GridGain Developers Hub

Data Colocation

In many cases you may want to store related data on the same node. This way multi-entry queries do not need to pull data from other nodes and are thus executed faster.

When the table is created, you can choose the key that will be used to colocate data.

For example, if you have Person and Company objects, and each person has the companyId field that indicates the company the person works for. By specifying the Person.companyId and Company.ID as colocation keys, you ensure that all the persons working for the same company are stored on the same node, where the company object is stored as well. Queries that request persons working for a specific company are processed on a single node.

Configuring Colocation Key

Data colocation is configured during table creation by using the COLOCATE BY clause. The colummns used to colocate data must be in the primary key and must be specified in the same order as the PRIMARY KEY of the main table.

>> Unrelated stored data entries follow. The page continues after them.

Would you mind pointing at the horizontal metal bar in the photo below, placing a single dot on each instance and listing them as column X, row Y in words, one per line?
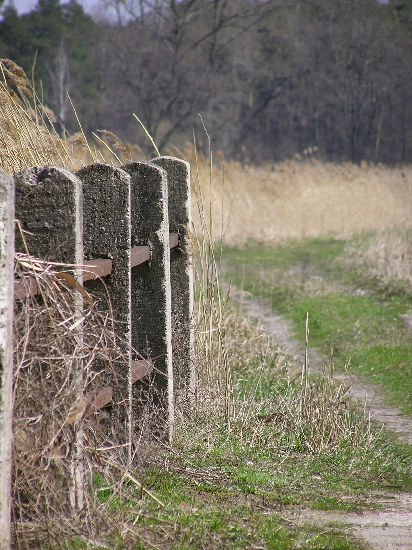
column 97, row 399
column 173, row 239
column 28, row 288
column 97, row 268
column 139, row 255
column 94, row 269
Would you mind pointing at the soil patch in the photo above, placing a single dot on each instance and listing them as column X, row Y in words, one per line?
column 391, row 528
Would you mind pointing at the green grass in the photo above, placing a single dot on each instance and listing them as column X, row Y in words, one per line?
column 242, row 486
column 350, row 313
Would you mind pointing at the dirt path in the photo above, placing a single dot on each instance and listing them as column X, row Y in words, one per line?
column 391, row 528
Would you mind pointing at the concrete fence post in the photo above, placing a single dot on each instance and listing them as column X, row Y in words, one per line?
column 49, row 210
column 151, row 294
column 50, row 227
column 6, row 351
column 106, row 220
column 181, row 275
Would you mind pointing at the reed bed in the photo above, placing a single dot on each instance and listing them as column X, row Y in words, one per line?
column 303, row 197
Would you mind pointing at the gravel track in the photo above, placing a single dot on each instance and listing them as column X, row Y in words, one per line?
column 387, row 529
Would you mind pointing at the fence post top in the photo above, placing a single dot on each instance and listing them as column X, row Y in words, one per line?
column 135, row 166
column 172, row 160
column 105, row 169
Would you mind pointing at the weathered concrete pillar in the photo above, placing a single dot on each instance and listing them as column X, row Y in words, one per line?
column 181, row 275
column 49, row 211
column 6, row 351
column 48, row 207
column 106, row 220
column 151, row 294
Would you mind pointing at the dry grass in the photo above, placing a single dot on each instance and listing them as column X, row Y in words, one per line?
column 303, row 198
column 387, row 255
column 29, row 135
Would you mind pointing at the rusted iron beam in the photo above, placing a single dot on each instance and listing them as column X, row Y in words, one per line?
column 95, row 269
column 101, row 397
column 173, row 240
column 139, row 255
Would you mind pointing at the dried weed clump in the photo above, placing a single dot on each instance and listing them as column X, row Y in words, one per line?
column 65, row 349
column 29, row 131
column 387, row 255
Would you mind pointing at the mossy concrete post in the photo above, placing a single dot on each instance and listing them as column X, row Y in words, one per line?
column 151, row 294
column 50, row 227
column 6, row 351
column 106, row 226
column 181, row 276
column 49, row 211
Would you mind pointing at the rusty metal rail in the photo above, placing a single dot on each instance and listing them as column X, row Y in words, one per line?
column 94, row 269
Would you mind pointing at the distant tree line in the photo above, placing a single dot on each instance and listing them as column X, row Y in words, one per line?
column 267, row 79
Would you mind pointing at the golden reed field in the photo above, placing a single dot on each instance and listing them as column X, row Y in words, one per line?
column 298, row 198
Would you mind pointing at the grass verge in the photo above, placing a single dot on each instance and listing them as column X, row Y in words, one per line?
column 352, row 313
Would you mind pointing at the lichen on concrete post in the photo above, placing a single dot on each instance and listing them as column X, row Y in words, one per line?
column 181, row 274
column 151, row 293
column 106, row 225
column 50, row 227
column 6, row 351
column 48, row 208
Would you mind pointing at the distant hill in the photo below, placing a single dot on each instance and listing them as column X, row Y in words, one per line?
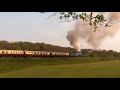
column 19, row 45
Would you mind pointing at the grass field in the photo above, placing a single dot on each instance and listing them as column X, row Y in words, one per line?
column 103, row 69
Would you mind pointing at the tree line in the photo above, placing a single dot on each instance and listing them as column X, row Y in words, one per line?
column 33, row 46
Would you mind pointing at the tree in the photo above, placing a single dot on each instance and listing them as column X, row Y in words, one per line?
column 94, row 20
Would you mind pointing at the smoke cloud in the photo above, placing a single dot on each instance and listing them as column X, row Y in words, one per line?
column 82, row 30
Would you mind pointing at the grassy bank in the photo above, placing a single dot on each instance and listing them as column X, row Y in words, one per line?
column 104, row 69
column 11, row 64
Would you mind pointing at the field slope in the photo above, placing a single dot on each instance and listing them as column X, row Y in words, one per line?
column 103, row 69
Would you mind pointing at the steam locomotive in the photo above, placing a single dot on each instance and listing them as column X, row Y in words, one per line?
column 26, row 53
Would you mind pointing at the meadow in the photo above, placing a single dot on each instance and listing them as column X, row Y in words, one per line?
column 59, row 67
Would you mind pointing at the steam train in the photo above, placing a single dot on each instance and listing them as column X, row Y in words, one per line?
column 26, row 53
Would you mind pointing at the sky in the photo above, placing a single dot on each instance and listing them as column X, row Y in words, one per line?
column 36, row 27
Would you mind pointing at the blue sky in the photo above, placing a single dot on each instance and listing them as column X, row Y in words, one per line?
column 32, row 26
column 35, row 27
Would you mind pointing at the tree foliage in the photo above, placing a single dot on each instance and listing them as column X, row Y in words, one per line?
column 94, row 20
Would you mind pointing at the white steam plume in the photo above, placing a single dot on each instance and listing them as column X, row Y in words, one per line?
column 83, row 30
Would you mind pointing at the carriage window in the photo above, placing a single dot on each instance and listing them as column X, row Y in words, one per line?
column 3, row 52
column 50, row 53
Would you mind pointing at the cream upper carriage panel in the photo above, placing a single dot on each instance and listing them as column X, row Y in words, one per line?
column 11, row 52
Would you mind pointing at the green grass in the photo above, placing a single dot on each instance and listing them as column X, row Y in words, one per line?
column 104, row 69
column 12, row 64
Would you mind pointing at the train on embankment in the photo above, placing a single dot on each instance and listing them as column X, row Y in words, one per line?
column 27, row 53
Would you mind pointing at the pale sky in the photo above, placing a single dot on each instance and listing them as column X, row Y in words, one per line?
column 35, row 27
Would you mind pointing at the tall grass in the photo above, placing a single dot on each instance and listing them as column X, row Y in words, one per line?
column 11, row 64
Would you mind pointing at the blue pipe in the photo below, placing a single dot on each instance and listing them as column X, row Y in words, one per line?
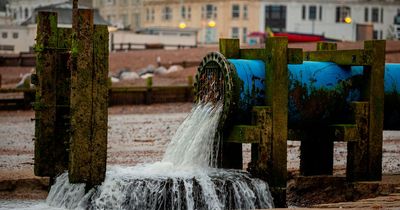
column 319, row 92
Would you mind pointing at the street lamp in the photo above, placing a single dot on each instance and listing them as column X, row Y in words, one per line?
column 182, row 25
column 348, row 20
column 211, row 23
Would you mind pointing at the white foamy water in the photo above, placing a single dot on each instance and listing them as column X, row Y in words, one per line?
column 184, row 179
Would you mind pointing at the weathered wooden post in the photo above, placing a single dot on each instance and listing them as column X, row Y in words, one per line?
column 277, row 83
column 269, row 129
column 231, row 152
column 52, row 97
column 89, row 93
column 71, row 98
column 45, row 105
column 149, row 91
column 364, row 136
column 365, row 155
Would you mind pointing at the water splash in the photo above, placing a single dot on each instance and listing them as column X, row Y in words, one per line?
column 184, row 179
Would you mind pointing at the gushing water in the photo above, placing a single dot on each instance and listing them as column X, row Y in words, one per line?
column 184, row 179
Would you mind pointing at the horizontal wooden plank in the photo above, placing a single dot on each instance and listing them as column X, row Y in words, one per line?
column 295, row 55
column 253, row 54
column 16, row 90
column 344, row 132
column 341, row 57
column 244, row 134
column 261, row 108
column 336, row 132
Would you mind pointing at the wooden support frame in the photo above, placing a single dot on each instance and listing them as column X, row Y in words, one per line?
column 269, row 156
column 89, row 100
column 52, row 97
column 364, row 161
column 72, row 98
column 316, row 149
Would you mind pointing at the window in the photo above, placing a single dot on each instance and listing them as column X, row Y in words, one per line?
column 235, row 32
column 244, row 35
column 183, row 12
column 167, row 13
column 245, row 12
column 235, row 11
column 209, row 12
column 275, row 17
column 341, row 13
column 312, row 13
column 320, row 12
column 375, row 15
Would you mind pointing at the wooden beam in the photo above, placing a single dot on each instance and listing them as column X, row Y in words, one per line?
column 81, row 98
column 244, row 134
column 230, row 48
column 357, row 152
column 375, row 77
column 45, row 105
column 277, row 83
column 340, row 57
column 344, row 132
column 253, row 54
column 331, row 46
column 100, row 105
column 63, row 92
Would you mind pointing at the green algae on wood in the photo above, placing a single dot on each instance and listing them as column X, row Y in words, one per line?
column 81, row 98
column 45, row 100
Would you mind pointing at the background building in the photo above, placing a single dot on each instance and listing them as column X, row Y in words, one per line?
column 18, row 35
column 124, row 14
column 337, row 19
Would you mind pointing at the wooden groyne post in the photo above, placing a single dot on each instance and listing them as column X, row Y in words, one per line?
column 71, row 98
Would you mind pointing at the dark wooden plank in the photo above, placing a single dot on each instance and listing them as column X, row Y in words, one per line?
column 344, row 132
column 100, row 105
column 277, row 97
column 45, row 105
column 316, row 150
column 261, row 153
column 231, row 153
column 230, row 48
column 375, row 74
column 357, row 152
column 244, row 134
column 341, row 57
column 81, row 97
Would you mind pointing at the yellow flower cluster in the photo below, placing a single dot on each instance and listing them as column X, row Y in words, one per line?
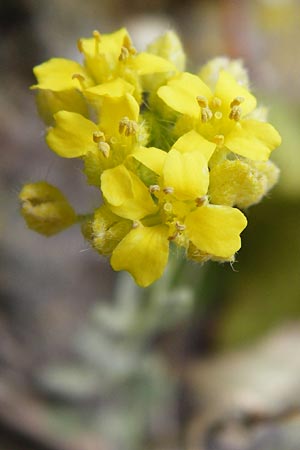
column 174, row 154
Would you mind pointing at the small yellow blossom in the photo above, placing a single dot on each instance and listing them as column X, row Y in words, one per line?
column 45, row 208
column 221, row 116
column 171, row 154
column 174, row 210
column 63, row 83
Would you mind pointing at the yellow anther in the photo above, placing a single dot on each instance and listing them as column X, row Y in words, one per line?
column 97, row 35
column 202, row 101
column 216, row 102
column 201, row 200
column 219, row 139
column 168, row 207
column 179, row 226
column 124, row 54
column 129, row 127
column 168, row 190
column 218, row 115
column 98, row 136
column 80, row 78
column 80, row 45
column 206, row 115
column 237, row 101
column 235, row 113
column 154, row 188
column 128, row 44
column 104, row 147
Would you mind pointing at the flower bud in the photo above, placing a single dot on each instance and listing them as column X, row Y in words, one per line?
column 169, row 46
column 209, row 73
column 241, row 183
column 45, row 209
column 106, row 230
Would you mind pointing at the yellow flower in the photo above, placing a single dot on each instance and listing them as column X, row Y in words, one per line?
column 103, row 145
column 221, row 116
column 63, row 83
column 45, row 208
column 175, row 209
column 241, row 183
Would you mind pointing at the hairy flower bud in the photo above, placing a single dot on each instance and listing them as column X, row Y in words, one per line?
column 241, row 183
column 45, row 209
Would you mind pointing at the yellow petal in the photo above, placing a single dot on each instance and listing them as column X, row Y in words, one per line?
column 253, row 139
column 102, row 53
column 151, row 157
column 114, row 88
column 227, row 89
column 187, row 173
column 144, row 253
column 127, row 196
column 57, row 75
column 146, row 63
column 181, row 94
column 72, row 136
column 50, row 102
column 193, row 141
column 113, row 109
column 109, row 44
column 216, row 229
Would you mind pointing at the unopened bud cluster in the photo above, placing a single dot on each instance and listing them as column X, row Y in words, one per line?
column 173, row 154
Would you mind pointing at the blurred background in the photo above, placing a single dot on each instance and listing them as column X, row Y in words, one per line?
column 207, row 359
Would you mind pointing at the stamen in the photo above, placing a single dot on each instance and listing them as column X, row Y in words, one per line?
column 97, row 37
column 98, row 136
column 173, row 237
column 104, row 147
column 130, row 127
column 219, row 139
column 124, row 54
column 168, row 190
column 154, row 188
column 201, row 200
column 235, row 113
column 202, row 101
column 80, row 45
column 206, row 115
column 168, row 207
column 128, row 44
column 179, row 226
column 237, row 101
column 218, row 115
column 80, row 78
column 216, row 102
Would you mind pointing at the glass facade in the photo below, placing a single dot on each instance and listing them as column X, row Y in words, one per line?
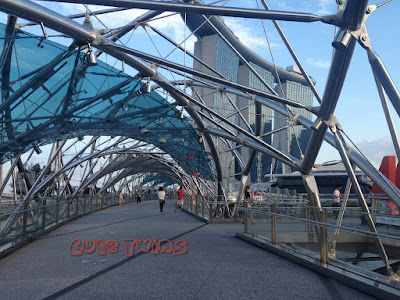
column 262, row 162
column 54, row 94
column 295, row 137
column 227, row 63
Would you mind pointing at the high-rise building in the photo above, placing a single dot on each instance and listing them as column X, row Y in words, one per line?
column 213, row 51
column 247, row 77
column 216, row 53
column 293, row 140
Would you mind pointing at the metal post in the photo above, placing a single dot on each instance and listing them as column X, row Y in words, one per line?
column 202, row 206
column 43, row 213
column 68, row 207
column 25, row 219
column 273, row 224
column 245, row 217
column 324, row 240
column 361, row 199
column 57, row 209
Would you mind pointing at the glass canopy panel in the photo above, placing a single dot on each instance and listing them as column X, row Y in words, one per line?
column 54, row 94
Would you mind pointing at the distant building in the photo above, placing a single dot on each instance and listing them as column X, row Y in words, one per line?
column 217, row 54
column 293, row 140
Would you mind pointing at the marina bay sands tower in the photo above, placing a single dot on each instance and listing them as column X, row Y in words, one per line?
column 216, row 53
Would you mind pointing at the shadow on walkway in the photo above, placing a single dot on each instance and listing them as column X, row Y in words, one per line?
column 216, row 266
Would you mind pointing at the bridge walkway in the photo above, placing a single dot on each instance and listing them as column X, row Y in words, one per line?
column 217, row 265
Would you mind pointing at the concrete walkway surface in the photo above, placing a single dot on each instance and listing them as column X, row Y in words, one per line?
column 217, row 265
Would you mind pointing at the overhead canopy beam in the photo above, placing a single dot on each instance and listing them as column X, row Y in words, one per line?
column 208, row 10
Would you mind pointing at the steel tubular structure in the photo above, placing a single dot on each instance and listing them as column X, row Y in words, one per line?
column 179, row 135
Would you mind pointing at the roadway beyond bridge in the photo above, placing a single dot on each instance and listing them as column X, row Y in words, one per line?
column 217, row 265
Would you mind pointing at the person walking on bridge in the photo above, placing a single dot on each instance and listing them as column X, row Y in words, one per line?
column 161, row 197
column 336, row 197
column 139, row 196
column 180, row 193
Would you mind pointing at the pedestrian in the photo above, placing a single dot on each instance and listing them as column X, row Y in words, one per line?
column 121, row 198
column 180, row 193
column 161, row 197
column 368, row 199
column 336, row 197
column 139, row 196
column 247, row 197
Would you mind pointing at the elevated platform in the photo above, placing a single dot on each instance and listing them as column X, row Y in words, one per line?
column 216, row 266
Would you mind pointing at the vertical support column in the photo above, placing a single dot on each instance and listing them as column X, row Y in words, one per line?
column 324, row 240
column 44, row 213
column 273, row 224
column 202, row 205
column 360, row 196
column 57, row 209
column 25, row 219
column 245, row 219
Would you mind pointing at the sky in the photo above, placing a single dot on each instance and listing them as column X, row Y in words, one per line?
column 358, row 110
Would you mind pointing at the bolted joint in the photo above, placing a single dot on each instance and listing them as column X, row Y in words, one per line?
column 333, row 128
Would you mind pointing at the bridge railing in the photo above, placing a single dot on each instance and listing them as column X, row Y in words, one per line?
column 44, row 214
column 347, row 244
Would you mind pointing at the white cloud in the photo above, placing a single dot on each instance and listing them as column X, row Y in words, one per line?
column 174, row 27
column 318, row 62
column 326, row 7
column 248, row 35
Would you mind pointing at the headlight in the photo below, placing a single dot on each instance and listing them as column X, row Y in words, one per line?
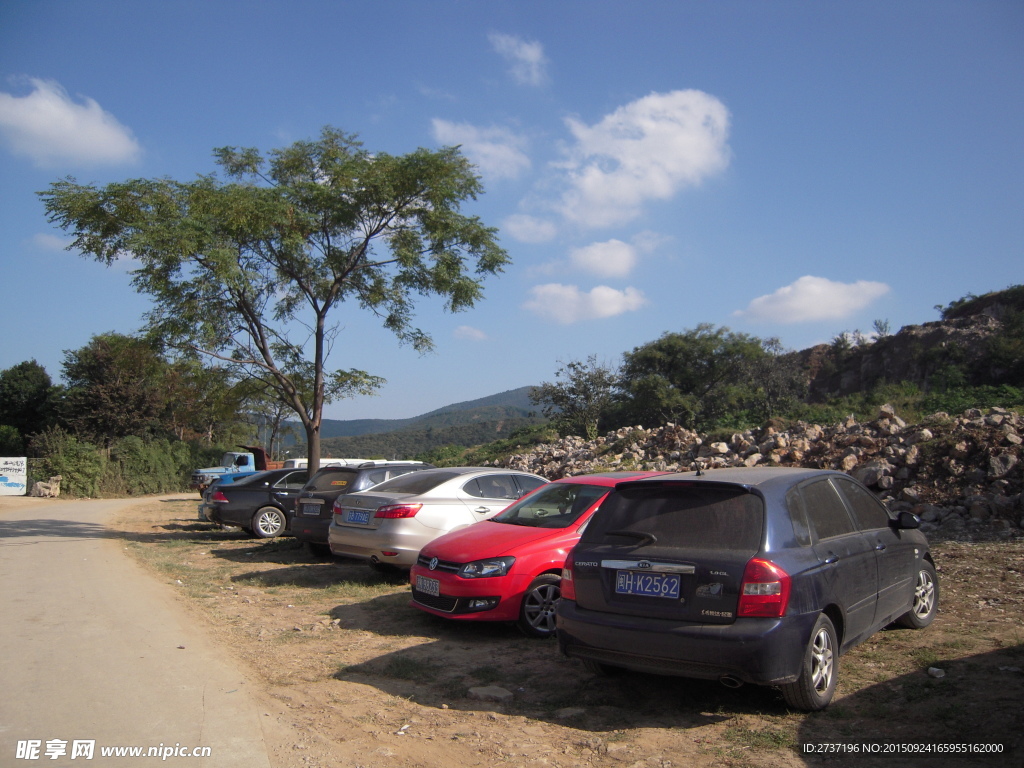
column 483, row 568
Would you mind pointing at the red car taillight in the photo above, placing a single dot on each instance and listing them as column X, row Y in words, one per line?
column 765, row 590
column 398, row 510
column 567, row 586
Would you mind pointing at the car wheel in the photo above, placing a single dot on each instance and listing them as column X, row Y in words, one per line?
column 537, row 614
column 926, row 599
column 819, row 671
column 268, row 522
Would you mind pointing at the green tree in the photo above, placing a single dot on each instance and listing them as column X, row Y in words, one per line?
column 579, row 397
column 114, row 388
column 250, row 269
column 693, row 378
column 26, row 400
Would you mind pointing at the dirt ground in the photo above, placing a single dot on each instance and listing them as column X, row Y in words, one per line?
column 368, row 681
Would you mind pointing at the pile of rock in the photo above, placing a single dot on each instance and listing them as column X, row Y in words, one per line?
column 963, row 475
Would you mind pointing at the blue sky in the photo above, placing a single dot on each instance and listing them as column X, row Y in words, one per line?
column 784, row 169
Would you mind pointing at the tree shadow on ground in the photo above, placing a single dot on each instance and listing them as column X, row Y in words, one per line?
column 546, row 686
column 45, row 527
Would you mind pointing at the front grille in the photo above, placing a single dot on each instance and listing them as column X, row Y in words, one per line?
column 450, row 567
column 448, row 604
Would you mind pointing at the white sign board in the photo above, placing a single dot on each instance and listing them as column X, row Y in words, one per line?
column 13, row 476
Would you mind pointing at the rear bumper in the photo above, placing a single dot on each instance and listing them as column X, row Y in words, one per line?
column 311, row 529
column 763, row 651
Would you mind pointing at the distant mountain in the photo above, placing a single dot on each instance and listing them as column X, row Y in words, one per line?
column 511, row 404
column 469, row 423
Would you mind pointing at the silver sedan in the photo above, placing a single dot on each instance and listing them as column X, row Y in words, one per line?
column 391, row 522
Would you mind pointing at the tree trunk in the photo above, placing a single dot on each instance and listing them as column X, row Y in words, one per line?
column 312, row 448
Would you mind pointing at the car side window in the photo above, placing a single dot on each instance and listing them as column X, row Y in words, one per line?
column 798, row 516
column 867, row 510
column 825, row 511
column 292, row 481
column 527, row 483
column 493, row 486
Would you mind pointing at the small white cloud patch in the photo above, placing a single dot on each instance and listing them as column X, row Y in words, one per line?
column 568, row 304
column 811, row 299
column 528, row 65
column 647, row 150
column 610, row 259
column 497, row 152
column 51, row 129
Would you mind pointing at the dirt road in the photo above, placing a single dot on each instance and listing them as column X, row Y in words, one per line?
column 95, row 650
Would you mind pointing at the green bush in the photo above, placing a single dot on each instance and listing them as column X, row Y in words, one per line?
column 79, row 464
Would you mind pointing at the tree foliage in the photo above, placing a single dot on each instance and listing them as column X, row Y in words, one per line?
column 579, row 397
column 250, row 269
column 26, row 401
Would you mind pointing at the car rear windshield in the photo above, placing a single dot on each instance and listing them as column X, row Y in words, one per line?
column 692, row 516
column 415, row 482
column 333, row 479
column 555, row 506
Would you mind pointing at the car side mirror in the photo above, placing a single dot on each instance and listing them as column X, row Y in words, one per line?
column 907, row 520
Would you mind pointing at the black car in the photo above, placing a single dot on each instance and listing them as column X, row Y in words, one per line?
column 310, row 517
column 758, row 576
column 257, row 503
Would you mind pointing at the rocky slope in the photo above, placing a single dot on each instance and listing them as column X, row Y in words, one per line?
column 963, row 475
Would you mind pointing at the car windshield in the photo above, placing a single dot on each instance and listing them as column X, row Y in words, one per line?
column 332, row 479
column 554, row 506
column 415, row 482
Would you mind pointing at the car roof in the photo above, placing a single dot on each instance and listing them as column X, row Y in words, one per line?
column 768, row 480
column 609, row 479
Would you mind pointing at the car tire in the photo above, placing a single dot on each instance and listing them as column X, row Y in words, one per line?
column 819, row 670
column 926, row 599
column 268, row 522
column 537, row 613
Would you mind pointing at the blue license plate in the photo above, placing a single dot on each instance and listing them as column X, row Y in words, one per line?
column 647, row 585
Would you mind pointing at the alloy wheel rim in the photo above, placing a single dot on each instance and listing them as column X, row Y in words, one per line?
column 822, row 664
column 924, row 594
column 540, row 607
column 269, row 523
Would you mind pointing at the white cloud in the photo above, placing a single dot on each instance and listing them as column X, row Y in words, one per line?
column 527, row 59
column 647, row 150
column 529, row 228
column 497, row 152
column 811, row 299
column 48, row 127
column 469, row 333
column 567, row 304
column 610, row 259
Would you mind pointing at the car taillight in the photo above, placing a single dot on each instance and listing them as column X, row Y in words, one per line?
column 765, row 590
column 398, row 510
column 567, row 585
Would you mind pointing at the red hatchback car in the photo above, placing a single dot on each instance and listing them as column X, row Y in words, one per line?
column 508, row 568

For example, the table below will colocate data for people based on the city_id column:

CREATE TABLE IF NOT EXISTS Person (
  id int,
  city_id int primary key,
  name varchar,
  age int,
  company varchar
) COLOCATE BY (city_id)

When using composite primary keys, you can specify multiple columns to colocate data by:

CREATE TABLE Company (
  company_id int,
  department_id int,
  city_id int,
  company_name timestamp,
  PRIMARY KEY (company_id, city_id)
)

CREATE TABLE IF NOT EXISTS Person (
  id int,
  city_id int,
  name varchar,
  age int,
  company_id int,
  PRIMARY KEY (id, company_id, city_id)
)
COLOCATE BY (company_id, city_id)

In this case, GridGain will try to colocate these tables together for storage.